Large-Scale Metagenomic Sequence Clustering and Inference of Environment-Microbe and Microbe-Microbe Associations
Abstract: Underlying an environmental sample from, i.e., marine, fresh water, soil and human body, the diversity of the microbial community can be answered by the identities of the taxonomic units, and their abundance levels. With the advancements of next-generation sequencing technology, it is now possible to directly sequence DNAs obtained from environmental samples. In this talk, we focus on the targeted 16S rRNA gene sequencing that directly profiles the diversity of the microbial communities. We present an unsupervised Bayesian clustering method for clustering 16S rRNA for taxonomic prediction, and we then speed it up to cluster billions of sequences.
Understanding associations among microbes and associations between microbes and their environmental factors from metagenomic sequencing data is a key research topic in microbial ecology, which could help us to unravel real interactions (e.g., commensalism, parasitism, competition, etc.) in a community as well as understanding community-wide dynamics. Although several statistical tools have been developed for metagenomic association studies, they either suffer from compositional bias or fail to take into account environmental factors that directly affect the composition of a microbial community, leading to some false positive associations. Here, we propose metagenomic Lognormal-Dirichlet-Multinomial (mLDM), a hierarchical Bayesian model with sparsity constraints to bypass compositional bias and discover new associations among microbes and associations between microbes and their environmental factors. The mLDM model is able to: 1) infer both conditionally independent associations among microbes and direct associations between microbes and environmental factors; 2) consider both compositional bias and variance of metagenomic data; and 3) estimate absolute abundance for microbes. Thus, conditionally independent associations can capture the direct relationships underlying pairs of microbes and remove the indirect connections induced from other common factors.
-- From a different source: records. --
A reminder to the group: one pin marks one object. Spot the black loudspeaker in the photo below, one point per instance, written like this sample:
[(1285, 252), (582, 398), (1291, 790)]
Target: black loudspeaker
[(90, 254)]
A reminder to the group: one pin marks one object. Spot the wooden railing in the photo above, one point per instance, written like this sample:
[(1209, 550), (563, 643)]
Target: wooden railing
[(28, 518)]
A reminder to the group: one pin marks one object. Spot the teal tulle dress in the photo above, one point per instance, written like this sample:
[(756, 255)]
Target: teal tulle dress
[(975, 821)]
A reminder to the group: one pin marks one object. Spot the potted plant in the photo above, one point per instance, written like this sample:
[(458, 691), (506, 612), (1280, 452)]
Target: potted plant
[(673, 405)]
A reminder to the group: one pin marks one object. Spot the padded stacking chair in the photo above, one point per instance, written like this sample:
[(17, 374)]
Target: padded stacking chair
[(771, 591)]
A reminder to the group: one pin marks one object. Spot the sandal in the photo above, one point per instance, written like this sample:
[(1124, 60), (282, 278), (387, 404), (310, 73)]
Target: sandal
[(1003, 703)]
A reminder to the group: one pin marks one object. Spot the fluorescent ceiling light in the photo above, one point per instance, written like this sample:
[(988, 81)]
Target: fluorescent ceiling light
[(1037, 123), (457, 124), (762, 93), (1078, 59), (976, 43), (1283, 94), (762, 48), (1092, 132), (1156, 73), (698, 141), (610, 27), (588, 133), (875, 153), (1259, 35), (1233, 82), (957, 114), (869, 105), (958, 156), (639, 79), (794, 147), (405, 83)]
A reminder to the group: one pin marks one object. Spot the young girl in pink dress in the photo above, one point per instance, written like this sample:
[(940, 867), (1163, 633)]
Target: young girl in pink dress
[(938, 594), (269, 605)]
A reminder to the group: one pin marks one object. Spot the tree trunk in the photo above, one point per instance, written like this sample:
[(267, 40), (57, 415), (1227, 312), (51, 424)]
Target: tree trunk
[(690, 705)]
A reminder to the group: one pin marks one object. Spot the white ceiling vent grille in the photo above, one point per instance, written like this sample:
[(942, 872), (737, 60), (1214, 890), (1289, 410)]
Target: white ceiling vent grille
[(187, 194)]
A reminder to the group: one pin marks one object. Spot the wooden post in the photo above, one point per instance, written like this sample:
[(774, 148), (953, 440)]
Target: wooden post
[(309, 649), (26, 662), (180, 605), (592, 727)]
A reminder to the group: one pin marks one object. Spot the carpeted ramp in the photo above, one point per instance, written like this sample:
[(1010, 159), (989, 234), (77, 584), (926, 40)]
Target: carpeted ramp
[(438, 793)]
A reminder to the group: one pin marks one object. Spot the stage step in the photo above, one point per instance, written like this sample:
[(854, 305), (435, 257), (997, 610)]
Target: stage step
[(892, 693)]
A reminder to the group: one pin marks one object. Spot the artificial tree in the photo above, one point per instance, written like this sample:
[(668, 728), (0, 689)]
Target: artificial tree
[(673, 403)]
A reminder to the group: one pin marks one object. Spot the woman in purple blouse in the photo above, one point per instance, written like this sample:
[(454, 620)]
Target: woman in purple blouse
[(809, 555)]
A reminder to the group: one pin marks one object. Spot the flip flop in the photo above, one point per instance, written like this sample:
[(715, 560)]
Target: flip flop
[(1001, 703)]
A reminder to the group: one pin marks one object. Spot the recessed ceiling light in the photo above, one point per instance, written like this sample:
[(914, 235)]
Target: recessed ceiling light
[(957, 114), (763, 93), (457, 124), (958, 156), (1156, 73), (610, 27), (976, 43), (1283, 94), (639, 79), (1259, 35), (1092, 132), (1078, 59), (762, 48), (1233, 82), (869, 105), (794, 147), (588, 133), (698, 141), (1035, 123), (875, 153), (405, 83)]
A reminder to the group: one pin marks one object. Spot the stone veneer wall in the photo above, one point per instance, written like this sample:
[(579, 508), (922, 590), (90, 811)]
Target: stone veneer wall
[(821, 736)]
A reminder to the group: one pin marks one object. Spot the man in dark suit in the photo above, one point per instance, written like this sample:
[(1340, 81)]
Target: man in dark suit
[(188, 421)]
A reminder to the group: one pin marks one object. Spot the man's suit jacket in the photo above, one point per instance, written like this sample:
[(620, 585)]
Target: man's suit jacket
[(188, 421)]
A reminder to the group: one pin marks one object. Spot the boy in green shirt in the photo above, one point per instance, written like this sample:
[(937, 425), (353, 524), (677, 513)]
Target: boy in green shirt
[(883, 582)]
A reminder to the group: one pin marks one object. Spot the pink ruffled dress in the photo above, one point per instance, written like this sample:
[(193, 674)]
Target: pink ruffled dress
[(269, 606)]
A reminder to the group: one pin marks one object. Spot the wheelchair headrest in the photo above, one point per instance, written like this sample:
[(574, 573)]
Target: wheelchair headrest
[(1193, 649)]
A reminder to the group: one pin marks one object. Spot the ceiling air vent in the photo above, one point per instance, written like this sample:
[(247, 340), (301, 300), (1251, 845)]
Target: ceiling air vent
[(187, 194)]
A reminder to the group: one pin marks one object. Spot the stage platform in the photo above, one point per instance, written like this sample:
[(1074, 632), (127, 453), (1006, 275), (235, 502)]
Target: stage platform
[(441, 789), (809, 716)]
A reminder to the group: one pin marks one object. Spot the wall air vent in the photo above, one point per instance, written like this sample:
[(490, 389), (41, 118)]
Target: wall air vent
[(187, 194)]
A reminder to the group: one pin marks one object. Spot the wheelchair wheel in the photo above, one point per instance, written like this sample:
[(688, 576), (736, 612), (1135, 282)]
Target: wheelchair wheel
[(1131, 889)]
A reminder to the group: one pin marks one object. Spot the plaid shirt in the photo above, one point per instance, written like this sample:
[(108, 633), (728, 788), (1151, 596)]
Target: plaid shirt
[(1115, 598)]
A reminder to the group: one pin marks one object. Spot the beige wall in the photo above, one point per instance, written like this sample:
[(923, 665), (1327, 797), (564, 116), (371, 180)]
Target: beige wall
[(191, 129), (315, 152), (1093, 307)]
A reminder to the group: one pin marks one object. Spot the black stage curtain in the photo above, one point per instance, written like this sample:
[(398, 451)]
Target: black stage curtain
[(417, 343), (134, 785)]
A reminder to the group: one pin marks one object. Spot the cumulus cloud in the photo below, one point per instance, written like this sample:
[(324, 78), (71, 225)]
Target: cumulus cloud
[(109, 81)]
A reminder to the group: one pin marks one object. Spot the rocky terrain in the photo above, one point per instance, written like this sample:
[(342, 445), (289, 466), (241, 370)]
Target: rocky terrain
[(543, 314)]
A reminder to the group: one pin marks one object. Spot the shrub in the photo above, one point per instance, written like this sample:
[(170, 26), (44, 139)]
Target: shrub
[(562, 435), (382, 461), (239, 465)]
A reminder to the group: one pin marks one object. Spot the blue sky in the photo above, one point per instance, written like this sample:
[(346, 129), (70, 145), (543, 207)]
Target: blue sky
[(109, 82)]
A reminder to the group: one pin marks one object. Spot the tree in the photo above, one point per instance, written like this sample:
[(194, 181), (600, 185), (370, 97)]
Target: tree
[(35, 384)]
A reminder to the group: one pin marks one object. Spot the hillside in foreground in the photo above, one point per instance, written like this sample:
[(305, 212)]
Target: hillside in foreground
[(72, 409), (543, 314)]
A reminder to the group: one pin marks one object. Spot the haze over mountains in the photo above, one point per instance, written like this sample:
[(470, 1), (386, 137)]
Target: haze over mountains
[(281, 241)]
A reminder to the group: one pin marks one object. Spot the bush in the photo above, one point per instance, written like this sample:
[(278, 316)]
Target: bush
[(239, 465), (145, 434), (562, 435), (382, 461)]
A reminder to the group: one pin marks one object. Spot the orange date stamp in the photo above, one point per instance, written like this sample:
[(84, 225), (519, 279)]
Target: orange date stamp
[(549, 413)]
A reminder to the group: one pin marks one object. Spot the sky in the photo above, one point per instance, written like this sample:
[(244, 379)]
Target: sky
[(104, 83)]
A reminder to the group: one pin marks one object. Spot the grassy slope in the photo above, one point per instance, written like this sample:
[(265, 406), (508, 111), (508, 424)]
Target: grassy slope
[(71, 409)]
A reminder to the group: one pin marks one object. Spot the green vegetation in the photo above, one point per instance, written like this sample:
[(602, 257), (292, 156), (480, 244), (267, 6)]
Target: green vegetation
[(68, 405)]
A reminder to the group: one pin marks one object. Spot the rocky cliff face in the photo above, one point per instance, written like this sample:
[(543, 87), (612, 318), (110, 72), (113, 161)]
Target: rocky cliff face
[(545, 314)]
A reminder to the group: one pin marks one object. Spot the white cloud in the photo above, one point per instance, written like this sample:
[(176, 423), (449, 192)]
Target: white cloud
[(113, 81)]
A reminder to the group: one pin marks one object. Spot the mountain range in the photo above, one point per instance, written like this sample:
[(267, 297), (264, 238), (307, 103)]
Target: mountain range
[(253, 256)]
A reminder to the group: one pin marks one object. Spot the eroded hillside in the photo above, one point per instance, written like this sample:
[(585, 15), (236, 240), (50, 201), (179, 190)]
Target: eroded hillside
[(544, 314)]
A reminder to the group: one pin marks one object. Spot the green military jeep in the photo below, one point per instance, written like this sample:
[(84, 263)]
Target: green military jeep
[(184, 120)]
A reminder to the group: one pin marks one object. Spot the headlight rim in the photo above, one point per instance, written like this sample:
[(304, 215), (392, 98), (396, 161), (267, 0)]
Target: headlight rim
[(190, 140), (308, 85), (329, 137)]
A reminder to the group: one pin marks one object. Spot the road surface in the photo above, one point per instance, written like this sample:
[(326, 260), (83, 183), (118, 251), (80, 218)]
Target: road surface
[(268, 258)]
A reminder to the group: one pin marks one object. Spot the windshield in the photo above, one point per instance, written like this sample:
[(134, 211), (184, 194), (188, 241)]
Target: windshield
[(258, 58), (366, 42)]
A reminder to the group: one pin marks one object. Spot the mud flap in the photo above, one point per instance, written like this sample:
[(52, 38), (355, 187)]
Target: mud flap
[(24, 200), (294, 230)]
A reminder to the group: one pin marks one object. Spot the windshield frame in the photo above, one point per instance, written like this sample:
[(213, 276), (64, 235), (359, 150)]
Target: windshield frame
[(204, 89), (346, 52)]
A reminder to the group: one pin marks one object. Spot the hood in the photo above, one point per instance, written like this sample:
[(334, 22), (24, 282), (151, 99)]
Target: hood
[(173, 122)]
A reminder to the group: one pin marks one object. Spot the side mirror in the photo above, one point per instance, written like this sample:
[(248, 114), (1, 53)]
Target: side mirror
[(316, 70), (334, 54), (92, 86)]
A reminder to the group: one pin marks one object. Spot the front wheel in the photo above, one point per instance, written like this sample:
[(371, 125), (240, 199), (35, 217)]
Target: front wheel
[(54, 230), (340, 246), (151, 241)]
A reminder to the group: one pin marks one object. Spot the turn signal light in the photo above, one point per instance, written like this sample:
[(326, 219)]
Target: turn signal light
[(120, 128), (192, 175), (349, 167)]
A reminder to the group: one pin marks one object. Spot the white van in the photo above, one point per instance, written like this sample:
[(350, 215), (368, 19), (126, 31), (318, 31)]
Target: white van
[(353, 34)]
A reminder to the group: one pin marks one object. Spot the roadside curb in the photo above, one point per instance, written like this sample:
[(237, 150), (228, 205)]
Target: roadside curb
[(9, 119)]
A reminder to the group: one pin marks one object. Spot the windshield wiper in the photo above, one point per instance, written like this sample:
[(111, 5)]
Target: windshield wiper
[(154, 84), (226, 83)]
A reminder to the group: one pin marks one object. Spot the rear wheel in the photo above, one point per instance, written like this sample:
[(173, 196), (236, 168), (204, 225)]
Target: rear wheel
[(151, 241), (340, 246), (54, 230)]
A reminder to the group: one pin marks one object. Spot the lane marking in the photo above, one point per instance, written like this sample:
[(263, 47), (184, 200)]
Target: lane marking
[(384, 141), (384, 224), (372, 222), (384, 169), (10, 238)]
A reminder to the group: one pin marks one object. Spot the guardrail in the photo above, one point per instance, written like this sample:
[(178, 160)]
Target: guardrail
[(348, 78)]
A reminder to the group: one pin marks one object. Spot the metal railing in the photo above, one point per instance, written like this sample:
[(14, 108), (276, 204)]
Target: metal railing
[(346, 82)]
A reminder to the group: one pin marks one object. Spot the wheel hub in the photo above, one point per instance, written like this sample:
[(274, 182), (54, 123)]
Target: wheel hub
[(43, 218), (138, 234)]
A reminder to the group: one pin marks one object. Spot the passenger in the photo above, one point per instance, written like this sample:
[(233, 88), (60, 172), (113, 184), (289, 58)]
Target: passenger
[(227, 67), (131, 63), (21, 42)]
Reconstructing Cell Cycle Pseudo Time-Series via Single-cell Transcriptome Data
Single-cell mRNA sequencing (scRNA-seq), which permits whole transcriptional profiling of individual cells, has been widely applied to study growth and development of tissues and tumors. Resolving cell cycle for such groups of cells is significant, but may not be adequately achieved by commonly used approaches. Here we develop a traveling salesman problem (TSP) and hidden Markov model (HMM) – based computational method to recover cell cycle along time (reCAT) for unsynchronized single-cell transcriptome data. We independently test reCAT for accuracy and reliability using several datasets. We find that cell cycle genes cluster into two major waves of expression, which correspond to the two well-known checkpoints, G1 and G2. Moreover, we leverage reCAT to exhibit methylation variation along the recovered cell cycle. Thus, reCAT shows the potential to elucidate diverse profiles of cell cycle, as well as other cyclic or circadian processes (e.g., in liver), on single-cell resolution.